Diabetic Retinopathy


Diabetic Retinopathy

Diabetic Retinopathy (DR) is a complication of Diabetes Mellitus that left undetected and treated can lead to severe and catastrophic vision loss. All patients with diabetes should have regular eye exams and diagnostic testing in order to detect changes in the small blood vessels of the retina that may indicate the need for treatment-even if there is no vision loss! Damage to the small blood vessels in the retina that causes diabetic retinopathy is the most frequent cause of new blindness among adults aged 20-74 years old. However, with regular eye exams, early detection, diagnosis and treatment, vision loss can be prevented or halted in most instances.

Diabetic Retinopathy Risk Factors

Anyone with Diabetes (Type 1 or Type 2) is at risk of developing diabetic retinopathy. There are several important factors that can increase your risk including:

  • Duration- The longer you have diabetes, the greater your risk of developing diabetic retinopathy. In Type 1 diabetic patients, 9 out of 10 patients will develop diabetic retinopathy within 10-15 years of developing diabetes and in Type 2 diabetic patients 1 of 3 has diabetic retinopathy at the time of diabetic diagnosis and 8 of 10 will have diabetic retinopathy with 15 years of diagnosis.
  • Blood Sugar Control-Multiple studies have demonstrated that better the sugar control decreases the risk of diabetic retinopathy and slows the progression. For every 1% decrease in HbA1C there is a 40% reduction in the incidence of diabetic retinopathy and further less kidney and nerve disease.
  • Blood Pressure Control-The better the control of your blood pressure the less likely you are to develop diabetic retinopathy and the slower the progression once developed.
  • High Cholesterol-Elevated cholesterol levels can cause a worsening of diabetic retinopathy.
  • Pregnancy-Pregnancy can worse diabetic retinopathy and requires careful monitoring.
  • Tobacco Use
  • Ethnicity-Being African-American, Hispanic or Native American can increase your risk

Stages of Diabetic Retinopathy

Diabetic Retinopathy tends to appear and progress in stages beginning with Mild Nonproliferative Retinopathy, progressing to Moderate Nonproliferative Retinopathy, further advancing to Severe Nonproliferative Retinopathy and without proper attention progressing into the most severe stage, Proliferative Retinopathy.

  • Mild Nonproliferative Retinopathy-This is the earliest stage and is characterized by the presence of “dot” and “blot” hemorrhages and “microaneurysms” in the retina which can be present without any change in your vision and typically does not require treatment unless it progresses or is accompanied by Diabetic Macular Edema (DME).
Background Diabetic Retinopathy Retina Group of Washington
  • Moderate Nonproliferative Retinopathy-This is the second and slightly more severe stage with more extensive changes whereby some of the small blood vessels in the retina may become damaged enough so that they close off and diminish nutrients and oxygen to certain areas of the retina that is called ischemia.
  • Severe Nonproliferative Retinopathy-This next stage is characterized by an extensive amount of retinal blood vessel damage and ischemia-a lack of oxygen-with patients at a high risk of going to the next stage of retinopathy-the proliferative stage.
  • Proliferative Retinopathy-This is the most severe stage and has a significant risk of vision loss.
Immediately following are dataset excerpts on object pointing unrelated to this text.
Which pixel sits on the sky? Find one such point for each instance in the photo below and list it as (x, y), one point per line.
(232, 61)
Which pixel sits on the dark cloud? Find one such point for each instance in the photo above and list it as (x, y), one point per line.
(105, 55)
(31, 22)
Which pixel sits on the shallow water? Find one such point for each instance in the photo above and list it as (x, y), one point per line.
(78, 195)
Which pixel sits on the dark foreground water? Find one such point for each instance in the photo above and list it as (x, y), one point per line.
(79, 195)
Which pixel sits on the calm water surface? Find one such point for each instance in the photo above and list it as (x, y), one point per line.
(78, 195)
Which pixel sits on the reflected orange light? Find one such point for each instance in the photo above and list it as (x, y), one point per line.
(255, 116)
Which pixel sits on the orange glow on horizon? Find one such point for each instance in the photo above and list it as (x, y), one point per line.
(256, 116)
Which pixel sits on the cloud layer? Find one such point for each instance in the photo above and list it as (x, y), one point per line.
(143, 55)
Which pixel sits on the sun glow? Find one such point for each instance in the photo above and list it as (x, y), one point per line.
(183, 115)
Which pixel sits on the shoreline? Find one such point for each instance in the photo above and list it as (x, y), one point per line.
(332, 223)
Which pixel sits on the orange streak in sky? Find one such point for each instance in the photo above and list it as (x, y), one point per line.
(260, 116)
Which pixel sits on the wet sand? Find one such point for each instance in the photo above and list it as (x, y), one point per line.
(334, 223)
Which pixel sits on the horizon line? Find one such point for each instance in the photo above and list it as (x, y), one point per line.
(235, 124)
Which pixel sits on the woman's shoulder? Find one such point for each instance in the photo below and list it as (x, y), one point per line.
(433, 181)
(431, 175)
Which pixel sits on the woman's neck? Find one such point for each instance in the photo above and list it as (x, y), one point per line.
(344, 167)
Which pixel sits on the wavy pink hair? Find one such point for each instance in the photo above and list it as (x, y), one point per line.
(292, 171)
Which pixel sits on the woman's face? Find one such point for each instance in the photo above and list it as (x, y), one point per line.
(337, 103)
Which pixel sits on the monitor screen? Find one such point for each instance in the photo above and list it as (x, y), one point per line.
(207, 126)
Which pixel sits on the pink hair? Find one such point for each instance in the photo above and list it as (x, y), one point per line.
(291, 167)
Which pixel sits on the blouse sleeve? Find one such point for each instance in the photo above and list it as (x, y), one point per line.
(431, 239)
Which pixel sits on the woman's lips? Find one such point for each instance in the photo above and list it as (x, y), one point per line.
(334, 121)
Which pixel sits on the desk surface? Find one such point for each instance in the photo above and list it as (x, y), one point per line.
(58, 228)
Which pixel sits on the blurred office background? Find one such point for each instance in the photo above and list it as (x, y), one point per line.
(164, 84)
To compensate for the lack of oxygen, areas of the retina send signals to stimulate the growth of new abnormal and fragile blood vessels in order to try and reestablish the supply of oxygen-called neovascularization. These vessels tend to break and hemorrhage into the vitreous gel and can scar and cause retinal detachment, with catastrophic vision loss. It is critical that this stage be treated as quickly as possible in order to stop the progression and preserve good vision.
Proliferative Diabetic Retinopathy Retina Group Washington

Diabetic Macular Edema-Diabetic Macular Edema (DME) is a common diabetic eye problem that can cause blurry vision and even vision loss. Normally, the small blood vessels in the retina do not leak. One of the early effects of diabetes is to cause the blood vessel leakage due to weakening the inner lining of the blood vessels so that they become porous. Leakage from the retinal blood vessels may cause the center of the retina, the Macula, to actually swell, a condition called Diabetic Macular Edema. Diabetic Macular Edema can occur in any stage of Diabetic Retinopathy.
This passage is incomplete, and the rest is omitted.